I've seen the polls. You fuckers obviously aren't scared enough. Don't you realize our very civilization is under assault by forces that would behead you in your sleep and feed your corpse to turban-wearing ravens, if only they could get over here, find you, and get the turbans to stay on the ravens? Yet you persist in telling pollsters you're going to vote for Democrats! What the fuck is wrong with you? Haven't you seen the threats exposed right in front of your face?

AZZAM THE AMERICAN! BOO!

Yes, "Azzam The American" just got indicted for treason. It seems the California boy who took up jihad the way Livejournal users take up moping has been appearing in Al Qaeda videos since his original mockable appearance. Now, I actually agree that what this guy's doing is treason, but with a couple of asterisks next to it.

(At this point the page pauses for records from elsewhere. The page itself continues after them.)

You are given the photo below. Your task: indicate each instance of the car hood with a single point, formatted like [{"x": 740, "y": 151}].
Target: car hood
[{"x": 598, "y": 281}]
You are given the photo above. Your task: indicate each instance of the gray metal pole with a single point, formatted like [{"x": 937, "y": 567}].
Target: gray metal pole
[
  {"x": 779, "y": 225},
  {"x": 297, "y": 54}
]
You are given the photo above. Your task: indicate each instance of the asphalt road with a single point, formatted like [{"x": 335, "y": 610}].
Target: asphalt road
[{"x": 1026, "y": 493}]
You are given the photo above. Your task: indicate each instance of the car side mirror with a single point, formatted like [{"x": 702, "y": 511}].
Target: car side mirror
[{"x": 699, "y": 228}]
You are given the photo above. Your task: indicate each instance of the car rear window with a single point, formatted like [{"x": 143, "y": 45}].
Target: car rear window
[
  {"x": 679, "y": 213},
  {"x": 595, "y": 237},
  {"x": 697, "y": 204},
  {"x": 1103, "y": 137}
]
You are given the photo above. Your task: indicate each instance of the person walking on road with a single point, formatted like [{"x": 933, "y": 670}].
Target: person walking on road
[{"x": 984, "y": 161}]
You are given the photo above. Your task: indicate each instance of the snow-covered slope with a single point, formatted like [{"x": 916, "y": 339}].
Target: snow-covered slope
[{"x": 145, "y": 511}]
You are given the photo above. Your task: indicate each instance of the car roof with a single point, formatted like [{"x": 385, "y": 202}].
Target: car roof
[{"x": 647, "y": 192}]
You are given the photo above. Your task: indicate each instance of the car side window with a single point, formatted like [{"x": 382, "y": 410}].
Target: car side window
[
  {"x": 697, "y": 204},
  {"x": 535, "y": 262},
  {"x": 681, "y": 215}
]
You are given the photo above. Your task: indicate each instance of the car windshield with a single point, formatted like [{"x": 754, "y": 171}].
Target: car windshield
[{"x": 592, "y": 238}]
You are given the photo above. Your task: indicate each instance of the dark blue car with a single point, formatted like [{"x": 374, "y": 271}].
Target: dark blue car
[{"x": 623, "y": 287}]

First, they indicted the guy in absentia, because he's running around the Middle East being Al Qaeda's A/V geek. If the guy's so important he warrants the first treason charge in fifty years, maybe you should catch him? But he's not that important, is he? At the end of the day, this is just white-collar treason. It's not like he's influencing hordes of Berkeley communications majors to pack up their DV camcorders and fly to Pakistan. Plus, "Azzam The American" is still really, really funny.

SPOOOOOOKY SCHOOLGIRLS!

Boy, California sure is a hotbed of "anti-American" sentiment. First Azzam, and now Julia Wilson, age 14. Little Julia was hauled out of class at McClatchy High School in Sacramento. Her crime? Collage.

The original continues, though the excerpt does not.